Une première pour Trump à la soirée des correspondants
La participation attendue de Donald Trump à la dîner annuel de l'Association des correspondants de la Maison Blanche à Washington, prévue pour ce samedi, marquera sa première apparition en tant que président à cet événement emblématique. Ce moment sera l'occasion de mettre en avant la relation souvent conflictuelle entre son administration et la presse.
Une attention particulière sur le président
Les médias seront en émoi pour observer la réaction de M. Trump lors de ce rassemblement, organisé par les journalistes qui le couvrent, ainsi que son administration. Au cours des éditions précédentes, les présidents ont généralement profité de cette occasion pour souligner l'importance de la liberté d'expression et du Premier Amendement, tout en ajoutant quelques plaisanteries sur des journalistes individuels.
Un passé tumultueux
Le président républicain n'a pas assisté à cet événement durant son premier mandat ni lors de la première année de son second mandat. En 2011, il était présent en tant qu'invité, assistant au discours humoristique de Barack Obama, alors président démocrate, qui a plaisanté sur le magnat de l'immobilier de New York. M. Trump était également présent en tant que citoyen en 2015.
Le débat sur la convivialité entre journalistes et politiques
La présence de Trump ravive un débat récurrent sur la nature de ce dîner et des événements similaires, notamment sur la question de savoir s'il est approprié pour les journalistes de socialiser avec les personnes qu'ils couvrent. Par exemple, le New York Times a cessé d'y assister il y a plus d'une décennie pour cette raison. Kelly McBride, experte en éthique au Poynter Institute, un think tank sur le journalisme, a déclaré : "Ce qui était autrefois une soirée bien intentionnée de collecte de fonds et de camaraderie entre adversaires professionnels est maintenant simplement une mauvaise image."

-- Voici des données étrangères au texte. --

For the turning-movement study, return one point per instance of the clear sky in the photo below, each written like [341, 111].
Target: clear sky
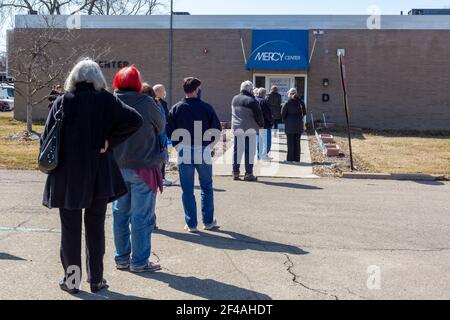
[294, 7]
[303, 6]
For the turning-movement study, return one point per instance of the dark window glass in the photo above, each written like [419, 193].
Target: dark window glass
[260, 82]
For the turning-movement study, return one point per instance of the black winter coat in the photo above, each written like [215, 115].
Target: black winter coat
[274, 100]
[267, 112]
[84, 174]
[292, 114]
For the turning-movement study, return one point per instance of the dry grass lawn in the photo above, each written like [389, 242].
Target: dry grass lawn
[392, 153]
[17, 154]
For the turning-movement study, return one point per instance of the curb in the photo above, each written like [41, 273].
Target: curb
[392, 176]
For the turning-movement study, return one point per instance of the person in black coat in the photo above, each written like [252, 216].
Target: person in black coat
[265, 135]
[274, 100]
[292, 114]
[87, 176]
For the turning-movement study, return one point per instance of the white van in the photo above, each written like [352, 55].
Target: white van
[7, 95]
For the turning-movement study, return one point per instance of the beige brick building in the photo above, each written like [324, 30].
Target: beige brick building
[398, 75]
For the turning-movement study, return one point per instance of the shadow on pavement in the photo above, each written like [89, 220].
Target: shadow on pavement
[205, 288]
[290, 185]
[431, 183]
[6, 256]
[236, 242]
[214, 189]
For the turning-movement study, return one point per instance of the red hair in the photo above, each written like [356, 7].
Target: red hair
[128, 78]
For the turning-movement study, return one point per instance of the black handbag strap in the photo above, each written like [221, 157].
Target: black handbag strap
[59, 115]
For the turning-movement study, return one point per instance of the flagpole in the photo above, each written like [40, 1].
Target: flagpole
[347, 115]
[170, 56]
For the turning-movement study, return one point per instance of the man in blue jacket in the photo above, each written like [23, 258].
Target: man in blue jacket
[194, 128]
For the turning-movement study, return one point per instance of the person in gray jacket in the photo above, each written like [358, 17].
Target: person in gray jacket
[140, 159]
[247, 119]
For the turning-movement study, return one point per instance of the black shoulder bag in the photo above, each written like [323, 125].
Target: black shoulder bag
[49, 151]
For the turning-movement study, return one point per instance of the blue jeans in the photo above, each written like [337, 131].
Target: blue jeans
[264, 142]
[276, 123]
[187, 173]
[135, 209]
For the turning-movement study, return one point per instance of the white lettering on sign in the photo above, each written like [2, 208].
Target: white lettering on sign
[275, 57]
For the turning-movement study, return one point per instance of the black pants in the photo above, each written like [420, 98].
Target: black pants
[294, 148]
[247, 146]
[163, 170]
[71, 230]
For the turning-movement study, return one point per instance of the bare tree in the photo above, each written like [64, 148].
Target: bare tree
[2, 62]
[127, 7]
[44, 61]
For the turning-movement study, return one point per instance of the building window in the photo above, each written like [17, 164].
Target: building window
[260, 82]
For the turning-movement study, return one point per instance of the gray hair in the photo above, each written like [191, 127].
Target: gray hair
[86, 70]
[262, 92]
[247, 86]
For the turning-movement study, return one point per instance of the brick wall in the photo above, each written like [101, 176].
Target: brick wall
[396, 79]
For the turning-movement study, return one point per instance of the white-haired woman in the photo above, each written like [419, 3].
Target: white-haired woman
[87, 176]
[292, 113]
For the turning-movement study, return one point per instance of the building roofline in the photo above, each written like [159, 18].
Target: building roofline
[303, 22]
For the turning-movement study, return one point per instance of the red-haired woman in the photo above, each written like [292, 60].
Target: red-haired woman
[140, 159]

Une relation conflictuelle avec la presse
Depuis son arrivée au pouvoir, l'administration Trump a régulièrement manifesté son rejet des médias, en critiquant des journalistes individuels, en engageant des poursuites judiciaires contre des organisations telles que le New York Times, le Wall Street Journal et l'Associated Press, et en restreignant l'accès des journalistes au Pentagone. La veille de la soirée, près de 500 journalistes retraités ont signé une pétition demandant à l'association de "démontrer fermement son opposition aux efforts de Trump pour piétiner la liberté de la presse."

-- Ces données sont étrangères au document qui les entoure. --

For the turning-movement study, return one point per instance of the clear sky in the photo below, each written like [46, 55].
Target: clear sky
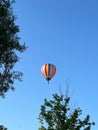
[62, 32]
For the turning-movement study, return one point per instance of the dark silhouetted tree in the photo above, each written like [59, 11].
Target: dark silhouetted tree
[9, 46]
[57, 115]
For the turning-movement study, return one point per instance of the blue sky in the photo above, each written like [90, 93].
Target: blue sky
[62, 32]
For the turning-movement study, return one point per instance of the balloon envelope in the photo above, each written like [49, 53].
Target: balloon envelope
[48, 71]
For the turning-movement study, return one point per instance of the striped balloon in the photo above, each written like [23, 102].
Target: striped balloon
[48, 71]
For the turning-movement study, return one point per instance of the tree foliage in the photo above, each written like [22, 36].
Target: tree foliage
[56, 115]
[9, 46]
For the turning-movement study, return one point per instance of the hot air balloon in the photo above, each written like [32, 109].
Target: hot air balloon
[48, 71]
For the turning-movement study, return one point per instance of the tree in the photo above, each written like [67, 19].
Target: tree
[56, 115]
[9, 46]
[2, 127]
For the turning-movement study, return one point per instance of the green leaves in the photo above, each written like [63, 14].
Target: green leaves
[9, 46]
[56, 115]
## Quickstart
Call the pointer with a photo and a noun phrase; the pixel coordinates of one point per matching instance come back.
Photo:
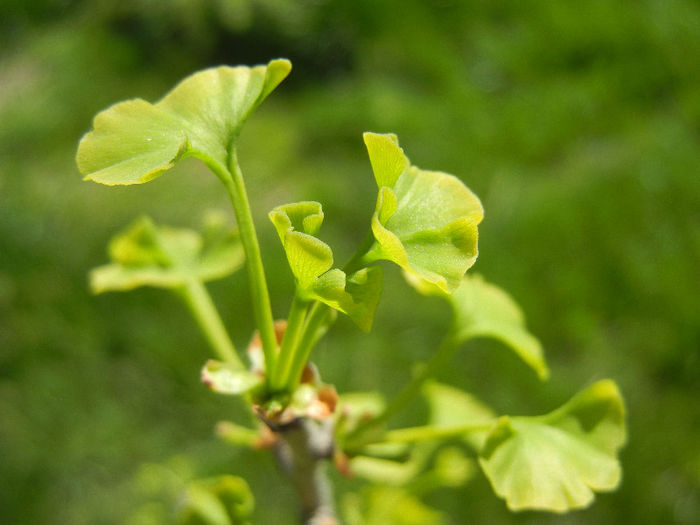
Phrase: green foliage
(425, 221)
(311, 260)
(227, 378)
(555, 462)
(482, 309)
(135, 141)
(149, 255)
(224, 500)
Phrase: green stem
(318, 315)
(195, 295)
(256, 273)
(442, 355)
(290, 342)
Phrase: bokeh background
(576, 122)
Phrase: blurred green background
(576, 122)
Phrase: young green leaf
(377, 505)
(311, 260)
(482, 309)
(149, 255)
(555, 462)
(450, 407)
(425, 221)
(223, 500)
(135, 141)
(229, 378)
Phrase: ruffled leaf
(135, 141)
(482, 309)
(311, 260)
(451, 407)
(556, 462)
(223, 500)
(149, 255)
(425, 221)
(228, 378)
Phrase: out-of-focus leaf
(425, 221)
(556, 462)
(224, 500)
(227, 378)
(311, 260)
(451, 407)
(378, 505)
(482, 309)
(149, 255)
(135, 141)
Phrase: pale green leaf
(482, 309)
(228, 378)
(148, 255)
(296, 226)
(135, 141)
(451, 407)
(556, 462)
(425, 221)
(223, 500)
(356, 295)
(378, 505)
(311, 260)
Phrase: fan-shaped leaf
(148, 255)
(555, 462)
(311, 260)
(135, 141)
(482, 309)
(450, 407)
(425, 221)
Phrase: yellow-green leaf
(149, 255)
(135, 141)
(311, 260)
(482, 309)
(425, 221)
(556, 462)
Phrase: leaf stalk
(197, 298)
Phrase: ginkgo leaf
(296, 226)
(229, 378)
(311, 260)
(451, 407)
(482, 309)
(135, 141)
(223, 500)
(149, 255)
(425, 221)
(556, 462)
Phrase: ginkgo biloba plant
(426, 222)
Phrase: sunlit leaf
(224, 500)
(377, 505)
(311, 260)
(296, 226)
(425, 221)
(451, 407)
(135, 141)
(227, 378)
(482, 309)
(556, 462)
(149, 255)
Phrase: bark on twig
(303, 450)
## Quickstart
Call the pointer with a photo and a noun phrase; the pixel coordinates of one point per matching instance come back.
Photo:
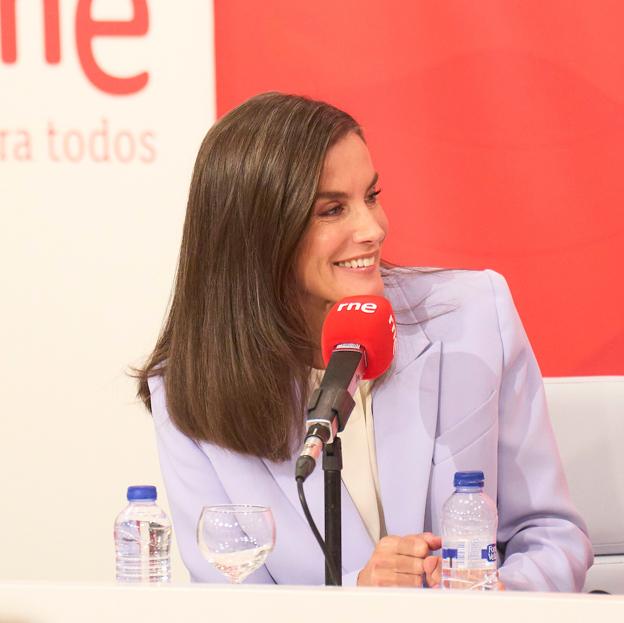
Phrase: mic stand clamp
(332, 466)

Un rappel de la signification de la presse libre
Weijia Jiang, présidente de l'Association des correspondants de la Maison Blanche et correspondante senior de CBS News, a déclaré : "Le dîner des correspondants de la Maison Blanche renforce l'importance du Premier Amendement dans notre démocratie. Alors que nous célébrons le 250e anniversaire de l'Amérique, notre choix de nous rassembler en tant que journalistes, acteurs de l'information et président dans la même pièce rappelle ce que signifie une presse libre pour ce pays et pourquoi elle doit perdurer. Non pas pour les médias ou le président, mais pour le peuple qui en dépend."
Opportunités pour les journalistes
Cependant, de nombreux journalistes présents considèrent cet événement comme une occasion précieuse d'obtenir des idées d'articles et d'établir des relations personnelles avec des membres du gouvernement, ce qui pourrait leur être bénéfique pour obtenir des retours d'appels à l'avenir. Certains médias invitent des sources comme invités au dîner.
Présence des membres de l'administration
Il sera intéressant d'observer, ce samedi, si des responsables de l'administration ayant également exprimé leur hostilité envers la presse seront présents, et avec qui ils seront assis. L'AP a invité Taylor Budowich, ancien chef adjoint de cabinet de la Maison Blanche, qui a quitté son poste l'automne dernier pour le secteur privé. Cette invitation est notable car Budowich, dans son rôle de responsable de la politique de communication de la Maison Blanche, était un défendeur nommé l'année dernière lorsque l'AP a poursuivi l'administration après que l'accès au président ait été réduit parce que l'agence n'avait pas suivi les instructions de Trump pour renommer le Golfe du Mexique.
La mission de l'Associated Press
Patrick Maks, porte-parole de l'AP, a déclaré : "Nous maintenons des relations professionnelles avec des personnes de tout le spectre politique parce que nous sommes non partisans par définition — concentrés sur le rapport des faits dans l'intérêt du public."
Récompenses pour un journalisme exemplaire
Les correspondants de la Maison Blanche remettront également des prix pour un journalisme exemplaire. Cela inclut certains articles qui ont déplu à M. Trump, comme un article du Wall Street Journal sur un message d'anniversaire que Trump avait envoyé au délinquant sexuel condamné Jeffrey Epstein. Cet article a conduit à un procès présidentiel.